The Guardian OpenPlatform DataStore – Just a Toy, or a Trusted Resource?

When the Guardian launched their OpenPlatform DataStore, a collection of public data, curated by Guardian folk, hosted on Google Spreadsheets, it raised the question as to whether this initiative would influence the attitude of the Office of National Statistics, and in particular the way they publish their results (e.g. Guardian Data Store: threat to ONS or its saviour?).

In the three sexy skills of data geeks, Michael Driscoll reinterprets Google’s Chief Economist’s prediction that “the sexy job in the next ten years will be statisticians… The ability to take data—to be able to understand it, to process it, to extract value from it, to visualize it, to communicate it” with his belief that “the folks to whom Hal Varian i.e. [Google’s Chief Economist] is referring are not statisticians in the narrow sense, but rather people who possess skills in three key, yet independent areas: statistics [studying], data munging [suffering] and data visualization [storytelling]”

I’ve already suggested that what I’d quite like to see is plug’n’play public data that’s easy for people to play with in a variety of ways, and publishing it via Google Spreadsheets certainly lowers quite a few barriers to entry from a technical perspective which can make life easier for statisticians and the visualisers, and reduce the need for the data mungers, the poor folks who go through “the painful process of cleaning, parsing, and proofing one’s data before it’s suitable for analysis. Real world data is messy” as well as providing access to data where it is difficult to access: “related to munging but certainly far less painful is the ability to retrieve, slice, and dice well-structured data from persistent data stores”.

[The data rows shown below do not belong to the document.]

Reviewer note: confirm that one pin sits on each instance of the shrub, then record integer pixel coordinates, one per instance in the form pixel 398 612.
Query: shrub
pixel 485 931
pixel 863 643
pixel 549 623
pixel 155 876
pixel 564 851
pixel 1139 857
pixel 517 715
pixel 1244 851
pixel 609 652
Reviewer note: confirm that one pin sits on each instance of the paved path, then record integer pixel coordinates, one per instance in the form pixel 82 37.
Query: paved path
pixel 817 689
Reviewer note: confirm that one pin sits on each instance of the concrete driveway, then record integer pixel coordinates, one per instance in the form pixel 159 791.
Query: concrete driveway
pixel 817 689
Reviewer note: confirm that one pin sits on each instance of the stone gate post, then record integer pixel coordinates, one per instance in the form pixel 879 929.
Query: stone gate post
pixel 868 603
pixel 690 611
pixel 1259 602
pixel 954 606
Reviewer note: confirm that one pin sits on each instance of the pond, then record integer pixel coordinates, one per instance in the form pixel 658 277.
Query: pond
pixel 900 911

But if you don’t take care of the data you’re publishing, the even though there are friendly APIs to the data it doesn’t necessarily follow that the data will be useful.

As Steph Gray says in Cui bono? The problem with opening up data:

Here’s my thought: open data needs a new breed of data gardeners – not necessarily civil servants, but people who know data, what it means and how to use it, and have a role like the editors of Wikipedia or the mods of a busy forum in keeping it clean and useful for the rest of us. … Support them with some data groundsmen with heavy-lifting tools and technical skills to organise, format, publish and protect large datasets.

So with all that in mind, is the Guardian DataStore adding value to the data in the data store in an accessibility sense by reducing the need for data mungers to have to process the data so that it can be used in a plug’n’play way by the statisticians and the data visualisers, whether they’re professionals, amateurs or good old Jo Public?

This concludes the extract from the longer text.